Within the region on ECA7 (39.8–40.8 Mb), divergently selected between draft and light horses, two genes (NTM, encoding neurotrimin, and OPCML, encoding opioid-binding protein), involved in central nervous system functioning, were identified, alongside two pseudogenes and one uncharacterized protein-coding gene. Human studies suggest that the NTM gene locus is associated with IQ levels, and two other genome-wide association studies (GWAS) have reported associations between NTM variation and cognitive function performance in humans. The diversifying selection signature at this locus between draft and light horses may contribute to their differing temperaments and potentially influence their ability to develop varied gaits, managed by motor coordination centers in the brain.

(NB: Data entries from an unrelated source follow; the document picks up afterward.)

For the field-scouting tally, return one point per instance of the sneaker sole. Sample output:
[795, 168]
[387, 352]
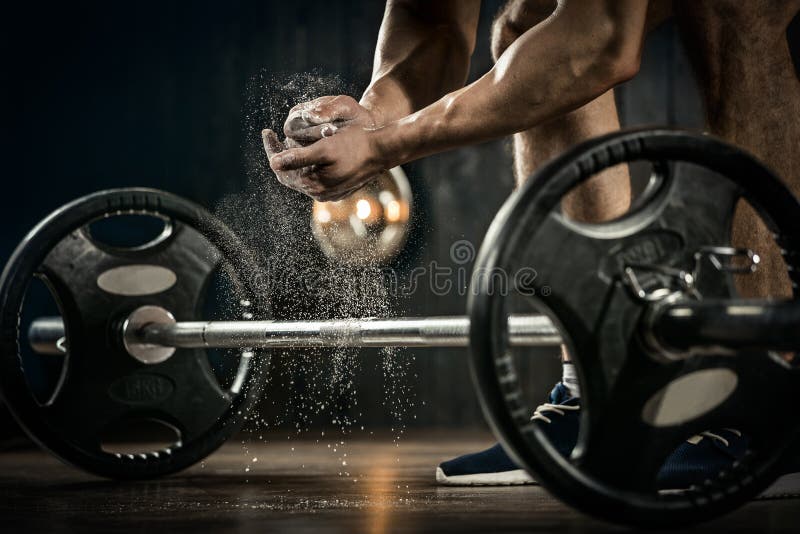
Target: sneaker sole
[517, 477]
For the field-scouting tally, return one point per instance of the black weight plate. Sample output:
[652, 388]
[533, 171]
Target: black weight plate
[581, 285]
[101, 385]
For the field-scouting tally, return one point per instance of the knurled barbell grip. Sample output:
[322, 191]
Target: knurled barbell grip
[524, 330]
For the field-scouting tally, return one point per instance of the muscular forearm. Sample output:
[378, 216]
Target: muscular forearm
[541, 76]
[423, 53]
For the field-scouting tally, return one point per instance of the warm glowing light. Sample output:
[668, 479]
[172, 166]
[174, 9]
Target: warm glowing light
[393, 211]
[363, 209]
[323, 215]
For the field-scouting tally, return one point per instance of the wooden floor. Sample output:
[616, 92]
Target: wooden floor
[302, 486]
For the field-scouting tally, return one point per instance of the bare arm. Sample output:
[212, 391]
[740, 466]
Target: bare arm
[585, 48]
[423, 53]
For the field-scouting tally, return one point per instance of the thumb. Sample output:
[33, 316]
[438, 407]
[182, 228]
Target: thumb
[272, 144]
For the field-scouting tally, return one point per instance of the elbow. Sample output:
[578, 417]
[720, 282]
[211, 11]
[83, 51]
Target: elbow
[619, 68]
[618, 59]
[458, 38]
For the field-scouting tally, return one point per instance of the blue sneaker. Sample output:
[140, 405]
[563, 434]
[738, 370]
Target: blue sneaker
[701, 457]
[697, 459]
[559, 419]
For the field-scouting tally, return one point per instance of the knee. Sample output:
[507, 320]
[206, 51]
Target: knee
[514, 19]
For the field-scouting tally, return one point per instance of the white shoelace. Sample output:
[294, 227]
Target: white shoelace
[547, 407]
[694, 440]
[561, 408]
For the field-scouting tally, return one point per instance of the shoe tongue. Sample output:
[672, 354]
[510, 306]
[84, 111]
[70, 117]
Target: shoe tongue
[560, 394]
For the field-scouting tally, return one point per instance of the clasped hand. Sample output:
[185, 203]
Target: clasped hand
[330, 149]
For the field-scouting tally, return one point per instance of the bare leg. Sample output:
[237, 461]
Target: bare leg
[603, 197]
[752, 98]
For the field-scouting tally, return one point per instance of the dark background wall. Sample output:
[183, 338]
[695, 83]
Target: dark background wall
[172, 95]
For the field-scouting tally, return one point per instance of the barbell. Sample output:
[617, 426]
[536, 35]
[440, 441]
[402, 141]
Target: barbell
[646, 305]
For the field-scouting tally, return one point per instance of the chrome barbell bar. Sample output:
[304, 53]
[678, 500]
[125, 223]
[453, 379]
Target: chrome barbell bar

The locus on ECA 8 (20.8–21.5 Mb), showing clear allele frequency divergences between primitive and light horses, encompassed 14 genes, including one uncharacterized protein. Among these, the MYL2 (Myosin Light Chain 2) gene, located at the peak of the selection signature, is a potential candidate for selection. This gene encodes a contractile protein playing a significant role in heart development and contraction. Mutations in MYL2 have been linked to hypertrophic cardiomyopathy (HCM) in humans. The gene’s association with heart contraction and development suggests its potential role in physical exertion and supports the hypothesis of selection pressure on its locus in light horses, particularly concerning performance and endurance, which are heavily reliant on cardiovascular and respiratory efficiency. The MYL2 gene was also identified in a genome-wide study on quantitative trait loci affecting show-jumping performance in Hanoverian warmblood horses.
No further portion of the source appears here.